By Erin McCarthy and Paulo Trevisani 
 

Investors shouldn't expect any major shifts in Brazil's economic policy this year, as the markets look for more clarity from policy makers, said Will Landers, Latin America fund manager at the world's largest money manager, BlackRock.

Brazilian authorities have been on a tightrope walk between containing inflationary pressures while not letting currency strength hamper exporters' competitiveness. That has led the central bank to keep the currency trading in a range of around BRl1.95-BRL2.05 per dollar.

For now, Brazil has enough firepower to keep this balancing act going, even though a stronger real would be closer to fair value, said Landers, whose team manages about $6.5 billion in Latin American equities.

"They have enough liquidity in their hands...that in the short term they can manage the currency," he said in an interview with Dow Jones.

That means there's no reason the real would move closer to fair value for now, which Mr. Landers sees as around BRL1.80-BRL1.85 per dollar. Instead, he expects it to trade in the middle of the BRL1.90-BRL2 range as Brazilian policymakers aren't keen on the currency appreciating much farther from here. On Friday, the dollar traded at BRL1.9733, according to CQG.

While the strengthening of the real to current levels from above BRL2 per dollar in January is positive for foreign investors, it's still far better for "market forces" to determine the exchange rate, he adds.

Mr. Landers expects Brazilians to keep on buying more goods and services, and reducing their debt load, a trend that he expects will benefit stocks of consumption-related companies.
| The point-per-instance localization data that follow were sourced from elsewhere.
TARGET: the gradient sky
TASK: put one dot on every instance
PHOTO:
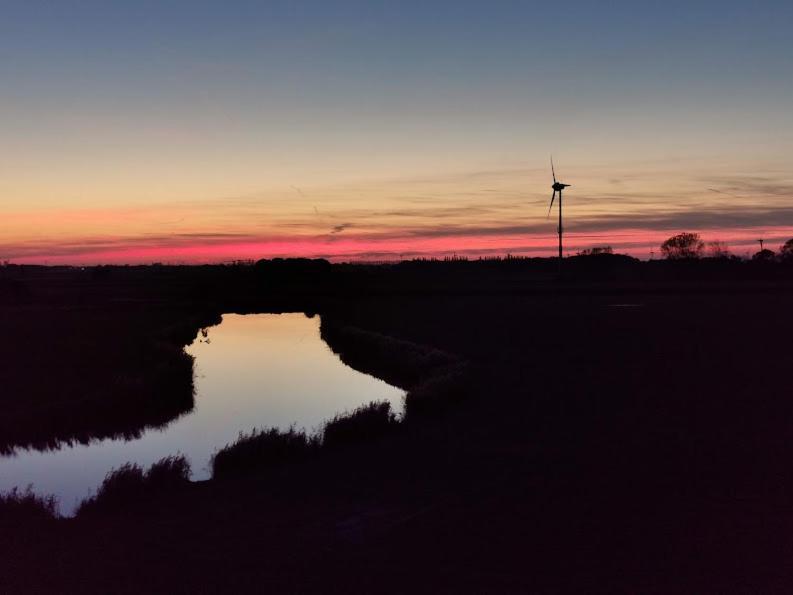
(199, 131)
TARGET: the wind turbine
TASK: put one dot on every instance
(557, 187)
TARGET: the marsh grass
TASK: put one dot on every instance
(262, 449)
(130, 487)
(366, 423)
(24, 506)
(438, 393)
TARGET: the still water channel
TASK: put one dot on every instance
(251, 371)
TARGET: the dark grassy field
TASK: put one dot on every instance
(622, 431)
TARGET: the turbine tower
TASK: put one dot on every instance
(557, 187)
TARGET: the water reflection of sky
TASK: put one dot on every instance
(257, 370)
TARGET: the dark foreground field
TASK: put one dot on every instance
(626, 434)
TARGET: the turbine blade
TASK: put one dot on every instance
(553, 196)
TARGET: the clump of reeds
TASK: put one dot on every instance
(130, 487)
(366, 423)
(17, 506)
(262, 449)
(437, 394)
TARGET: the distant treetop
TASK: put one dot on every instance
(683, 246)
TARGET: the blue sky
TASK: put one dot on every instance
(149, 105)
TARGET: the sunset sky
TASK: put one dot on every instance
(199, 131)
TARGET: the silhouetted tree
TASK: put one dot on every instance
(718, 249)
(764, 255)
(597, 250)
(683, 246)
(786, 251)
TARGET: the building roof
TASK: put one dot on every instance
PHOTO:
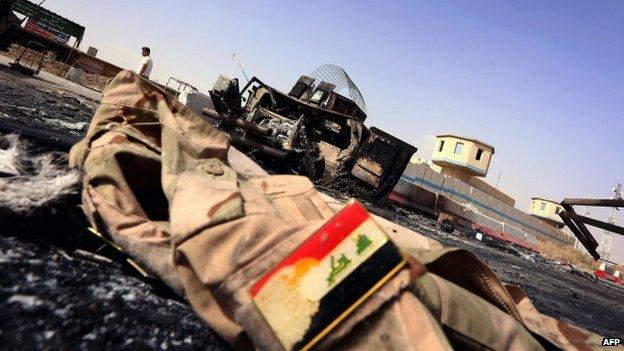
(467, 139)
(544, 199)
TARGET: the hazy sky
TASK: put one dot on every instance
(542, 81)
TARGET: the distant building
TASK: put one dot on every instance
(546, 210)
(466, 159)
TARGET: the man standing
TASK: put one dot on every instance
(146, 63)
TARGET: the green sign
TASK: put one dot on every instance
(48, 18)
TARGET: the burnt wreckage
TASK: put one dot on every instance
(313, 129)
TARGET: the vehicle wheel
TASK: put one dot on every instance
(314, 167)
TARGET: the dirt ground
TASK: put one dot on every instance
(52, 298)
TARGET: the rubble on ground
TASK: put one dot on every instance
(54, 297)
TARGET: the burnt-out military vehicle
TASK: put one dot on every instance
(313, 128)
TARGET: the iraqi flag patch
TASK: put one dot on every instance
(322, 281)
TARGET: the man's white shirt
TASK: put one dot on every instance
(147, 61)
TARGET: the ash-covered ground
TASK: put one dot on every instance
(52, 297)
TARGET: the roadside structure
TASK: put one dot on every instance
(450, 186)
(468, 160)
(546, 210)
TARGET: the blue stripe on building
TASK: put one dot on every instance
(416, 180)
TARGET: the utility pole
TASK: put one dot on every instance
(577, 243)
(237, 61)
(604, 249)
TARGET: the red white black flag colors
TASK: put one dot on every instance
(326, 278)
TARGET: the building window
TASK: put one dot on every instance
(459, 147)
(479, 153)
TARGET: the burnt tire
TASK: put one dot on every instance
(314, 167)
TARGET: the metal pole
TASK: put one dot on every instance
(235, 58)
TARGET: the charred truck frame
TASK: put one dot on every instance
(313, 129)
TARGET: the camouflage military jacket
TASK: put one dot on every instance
(167, 186)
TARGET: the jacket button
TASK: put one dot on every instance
(214, 169)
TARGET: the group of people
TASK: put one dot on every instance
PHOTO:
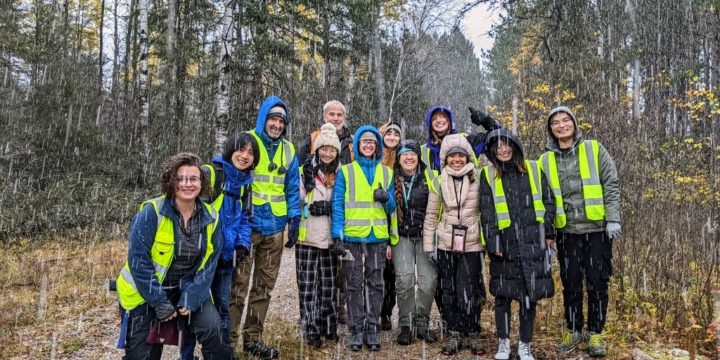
(375, 220)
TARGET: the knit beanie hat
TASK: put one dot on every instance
(277, 111)
(328, 137)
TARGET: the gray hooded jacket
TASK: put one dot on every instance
(571, 184)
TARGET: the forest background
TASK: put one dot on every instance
(83, 130)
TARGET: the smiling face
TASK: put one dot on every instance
(274, 126)
(408, 162)
(457, 161)
(440, 123)
(367, 148)
(187, 183)
(243, 158)
(327, 154)
(503, 152)
(391, 139)
(335, 115)
(562, 127)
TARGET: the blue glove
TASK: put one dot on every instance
(613, 229)
(293, 232)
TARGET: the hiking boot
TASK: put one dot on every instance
(260, 350)
(372, 340)
(473, 342)
(426, 334)
(570, 341)
(451, 344)
(355, 343)
(504, 349)
(525, 351)
(596, 347)
(385, 323)
(405, 337)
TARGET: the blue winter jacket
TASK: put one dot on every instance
(233, 220)
(263, 221)
(368, 168)
(194, 286)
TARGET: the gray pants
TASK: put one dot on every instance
(409, 258)
(364, 286)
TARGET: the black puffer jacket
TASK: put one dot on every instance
(521, 270)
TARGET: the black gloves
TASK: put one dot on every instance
(338, 248)
(320, 208)
(164, 311)
(309, 172)
(381, 195)
(480, 118)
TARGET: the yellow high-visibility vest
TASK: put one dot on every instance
(269, 185)
(502, 212)
(161, 253)
(362, 213)
(589, 163)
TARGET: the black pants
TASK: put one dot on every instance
(585, 257)
(502, 318)
(389, 296)
(461, 289)
(204, 324)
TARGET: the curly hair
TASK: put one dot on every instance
(168, 176)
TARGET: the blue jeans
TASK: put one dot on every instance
(220, 289)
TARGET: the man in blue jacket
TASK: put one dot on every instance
(363, 221)
(276, 203)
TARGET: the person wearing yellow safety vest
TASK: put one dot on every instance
(455, 244)
(585, 182)
(517, 211)
(315, 265)
(164, 286)
(363, 222)
(276, 205)
(231, 180)
(412, 188)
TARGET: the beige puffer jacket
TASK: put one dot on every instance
(469, 202)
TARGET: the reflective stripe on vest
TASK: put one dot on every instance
(589, 164)
(161, 253)
(502, 212)
(269, 186)
(362, 213)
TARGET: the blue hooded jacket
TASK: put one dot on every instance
(194, 286)
(263, 220)
(233, 221)
(368, 167)
(477, 141)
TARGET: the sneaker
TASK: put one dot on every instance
(524, 351)
(260, 350)
(503, 350)
(355, 343)
(405, 337)
(385, 323)
(570, 341)
(451, 345)
(596, 348)
(372, 340)
(473, 342)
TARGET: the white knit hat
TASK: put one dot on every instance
(328, 136)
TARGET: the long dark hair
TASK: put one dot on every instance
(517, 158)
(239, 142)
(168, 176)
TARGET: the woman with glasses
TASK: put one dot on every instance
(412, 187)
(164, 287)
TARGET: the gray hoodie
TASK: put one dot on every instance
(571, 184)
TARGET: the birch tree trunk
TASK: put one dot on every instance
(143, 100)
(222, 97)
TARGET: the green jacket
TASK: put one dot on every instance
(571, 186)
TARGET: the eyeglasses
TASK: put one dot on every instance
(193, 180)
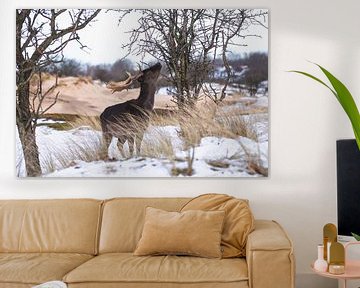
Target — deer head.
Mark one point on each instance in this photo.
(119, 86)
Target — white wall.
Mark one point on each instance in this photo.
(305, 121)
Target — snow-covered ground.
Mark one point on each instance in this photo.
(215, 156)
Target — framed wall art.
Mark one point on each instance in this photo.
(142, 93)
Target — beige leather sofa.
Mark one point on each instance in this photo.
(89, 243)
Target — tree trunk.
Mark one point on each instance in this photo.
(25, 126)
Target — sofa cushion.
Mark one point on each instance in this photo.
(63, 226)
(238, 223)
(123, 220)
(126, 268)
(193, 232)
(35, 268)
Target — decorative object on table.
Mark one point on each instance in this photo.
(344, 97)
(329, 236)
(350, 270)
(337, 258)
(51, 284)
(348, 188)
(320, 264)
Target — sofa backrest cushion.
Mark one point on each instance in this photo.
(123, 220)
(64, 226)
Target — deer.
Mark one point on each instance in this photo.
(129, 120)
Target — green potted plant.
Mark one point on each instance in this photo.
(346, 100)
(344, 97)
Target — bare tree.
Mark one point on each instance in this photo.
(40, 38)
(187, 41)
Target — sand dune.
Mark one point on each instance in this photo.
(83, 96)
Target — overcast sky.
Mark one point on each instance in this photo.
(105, 38)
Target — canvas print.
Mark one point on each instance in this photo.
(142, 93)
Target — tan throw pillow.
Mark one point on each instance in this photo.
(239, 220)
(196, 233)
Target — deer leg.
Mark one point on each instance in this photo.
(120, 145)
(131, 145)
(138, 140)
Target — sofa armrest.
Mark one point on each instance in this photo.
(269, 256)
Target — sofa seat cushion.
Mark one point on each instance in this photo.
(127, 268)
(36, 268)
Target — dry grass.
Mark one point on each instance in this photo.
(195, 123)
(83, 80)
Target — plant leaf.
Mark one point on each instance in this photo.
(347, 102)
(314, 78)
(344, 97)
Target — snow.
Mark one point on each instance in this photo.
(54, 144)
(45, 121)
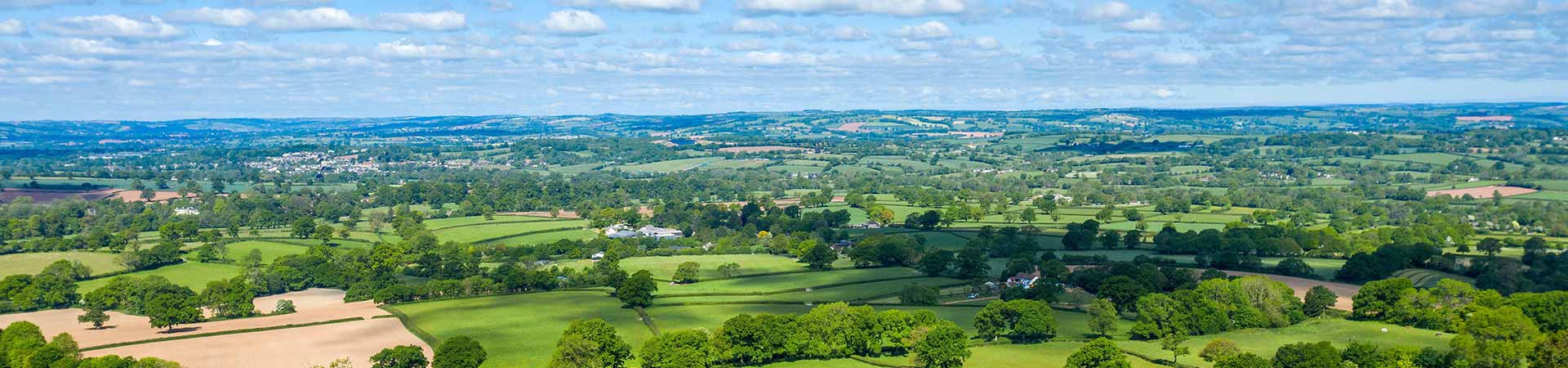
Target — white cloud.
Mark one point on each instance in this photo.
(323, 20)
(764, 27)
(850, 34)
(1150, 22)
(11, 27)
(574, 22)
(408, 49)
(745, 44)
(777, 59)
(226, 18)
(441, 20)
(1175, 59)
(906, 8)
(929, 30)
(310, 20)
(112, 25)
(39, 3)
(1107, 11)
(661, 5)
(497, 5)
Unemployment in Brazil is at historic lows, meaning that more families are likely to see their buying power growing. Education, retail and food companies are likely to gain from it, said Mr. Landers. "The consumer will still be there."

BRF-Brasil Foods SA (BRFS3.BR, BRFS), a poultry producer, is also among the top-10 holdings of Mr. Landers's fund.

Although BlackRock won't disclose its holdings beyond the top-10 of each fund, Mr. Landers said a relatively new wave of private-school companies are also promising.

"Education is a great sector," he said, citing a college-education credit program held by state-owned bank Caixa Economica Federal which offers low-rate loans for low-income students. "It is a very attractive financing mechanism," he said.

Publicly traded colleges in Brazil "offer good value for decent education," he said.

Mr. Landers also likes Brazilian banks. "They are not the cheapest in the world, but they are still attractive," he said. Banco Bradesco (BBD, BBDO) and Itau Unibanco Holding (ITUB3.BR, ITUB) are both on his top-10 list.

Another Brazilian non-consumer stock on the list is toll-road firm Grupo CCR.

Mr. Landers is still optimistic with Brazil's iron powerhouse Vale SA (VALE, VALE3.BR), thanks to high iron prices--which increased 17.63% in 12 months as of last January, according to Index Mundi. Vale is at the top of BlackRock's Latin America Fund, with 8.7% of its net assets held by the fund.

His prospects are less bright for Petroleo Brasileiro SA (PBR, PETR3.BR) the state-controlled oil giant that has been showing disappointing results lately. Although still the fourth-largest holding in his fund, Petrobras still keeps its prices around 15% to 20% below the world average, Mr. Landers said, while having to pay the same price for crude as everybody else.

His equity fund ended 2012 with a drop of around 15% in total assets, but Landers believes the fund could grow this year as Brazil is expected to deliver stronger growth than last year's estimated 1% or less in gross domestic product growth.

A new push for infrastructure expansion in Brazil could also help, Mr. Landers said, if more Brazilian companies in the sector listed stocks. Brazil's largest infrastructure groups are closely held, and while Mr. Landers believes they will continue to be, "it would be helpful if they listed some of their subsidiaries."